Chickadees (732) and Titmice (731) were low, but not record low, and this
may also be associated with the effects of the wet summer. Moreover, Great
Blue Heron tallies (182) were depressed this year, also possibly related to
the wet summer. Additionally, House Finch and American Goldfinch were also
depressed in numbers, although the impact of disease on the former may be
key to understanding its decline. We note the fall had a poor berry crop
showing for some plant species, e.g., poison ivy, which greatly reduced
warbler (YWRA=19) and waxwing (393) totals.

On the other hand, the significant autumn influx from the north of
Red-breasted Nuthatches was notable and produced a record count.
Unfortunately, this did not extend to the other winter finches, which,
despite a great fall migratory showing, were present in limited numbers in
the circle. A good migratory season coupled with desirable habitat led to
good sapsucker (91), creeper (86), winter wren (53) and Hermit Thrush (125)
numbers.
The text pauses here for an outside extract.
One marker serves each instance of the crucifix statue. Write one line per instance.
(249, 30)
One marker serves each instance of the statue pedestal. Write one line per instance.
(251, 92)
Overall, sparrow numbers appeared to be a bit higher than average,
but not in record numbers (except for SWSP). This year we had 2 Lincoln
Sparrow reports and when one notes that over the last 20 years LISP is
sometimes reported for this circle suggests a new wintering trend. With the
inclusion of the Lorton Landfill and Laurel Hill Parks, good habitat for
species that are problematic elsewhere in the circle can be surveyed and
this enhances harrier, kestrel, meadowlark and White-crowned Sparrow
tallies. Continued maintenance of these habitats should result in the
continued presence of these species in future counts. Notable was the return
of the Clay-colored Sparrow to the Laurel Hill Eq. Center Park after giving
a fine showing last winter. Although the CCSP was a bit more elusive this
season than last, it still has delighted many birders.

Some long-term trends are beginning to become apparent. Vultures and
cormorants have increased greatly in numbers compared to just 20 years ago -
this may be connected to long term warming trends. Another trend is the
switch of buteo abundance from Red-tailed Hawk to Red-shouldered about 14
years ago which is likely due to the increase in the suburban landscape

Additional notes on count data: wind direction was variable the day of the
count, but strength was weak throughout the day. Some field counters became
feeder watchers in the afternoon, hence the numbers have some overlap as the
total participants numbered 185.

Last, but not least, a special Thank You to the Sector Leaders and ALL the
Counters who have, once again, made this CBC excellent!